Diketahui bahwa ada beberapa hal yang memengaruhi kesalahpahaman terhadap pelajaran ini. Beberapa di antaranya adalah sebagai berikut:
1. Penggunaan bahasa baik dalam ragam tulisan dan terlebih pada ragam lisan masih terpengaruh dengan bahasa daerah dan asing, sehingga anak/siswa beranggapan apa yang sering mereka dengar itulah bahasa (kata) yang baku. Jadi, ketika guru menjelaskan kebenarannya tidak jarang siswa justru menyanggahnya.
2. Adanya kesimpangsiuran dalam ketetapan materi, penyampaian materi yang berlainan antara sumber yang satu dengan yang lain mengakibatkan siswa kebingungan. Seperti pada kasus ketika seorang siswa menanyakan bentuk baku dari suatu kata kepada tentor di tempat ia mendapat bimbinga tambahan belajar, jawaban yang ia terima dari tentor ternyata berlainan dengan apa yang disampaikan gurunya di sekolah.
3. Perubahan yang dinamis pada bahasa seperti penambahan kosa kata atau proses pembakuan kata juga menjadi faktor dalam kesulitan mempelajari bahasa Indonesia.
4. Selain ketiga hal di atas, faktor lainnya adalah kurangnya minat baca dan pengetahuan siswa terhadap ilmu murni bahasa. Di sekolah-sekolah pada umumnya tidak mengajarkan materi kebahasaan secara murni dan lebih kepada penerapannya, seperti pada aspek menyimak, berbicara, membaca, dan menulis, serta kemampuan sastra. Padahal sebelum mencapai ke aspek-aspek tersebut, banyak hal yang perlu dipelajari siswa, dan materi kebahasaan murni yang dianggap tidak begitu penting ini pun pada akhirnya hanya dijadikan sebagai materi pengayaan. Tapi pada kenyatannya, materi-materi penganyaan ini justru muncul pada soal-soal tes masuk perguruan tinggi/ universitas bahkan terdapat pula pada soal-soal tes seleksi calon pegawai sebagai ujian kemampuan dasar. Kemampuan dasar, banyak orang yang mengacukan hal-hal dasar yang pada hakikatnya hal dasar adalah pondasi awal terbentuknya teori-teori baru. Tanpa ada hal dasar, tidak akan ada teori baru.

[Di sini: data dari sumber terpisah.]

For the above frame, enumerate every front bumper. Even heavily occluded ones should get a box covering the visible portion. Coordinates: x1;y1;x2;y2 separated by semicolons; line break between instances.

Kesadaran tentang dampak yang diakibatkan proses belajar khususnya materi pelajaran Bahasa Indonesia di sekolah muncul setelah melihat hasil yang diperoleh siswa. Kemudian barulah para pengajar sibuk "membongkar berkas lama" untuk me-review-nya kembali. Penguasaan materi yang dipelajarai dengan sistem SKS, sehingga penyampaiannya pun terpaksa menggunakan metode textbook. Tapi tidak mengapa jika masih ada kemauan untuk memperbaiki, dan berusaha memberikan "apa yang seharusnya diberikan kepada yang berhak menerima".
Maka dari itu, berdasarkan penjelasan masalah sebelumnya, pada blog ini akan dipaparkan materi-materi tentang kebahasaan sesuai dengan materi pelajaran Bahasa Indonesia. Untuk seterusnya, saran dan kritik sangat dibutuhkan demi perbaikan dan penyempurnaan matero yang dipaparkan pada blog ini tentunya. Atas perhatian rekan-rekan, terima kasih.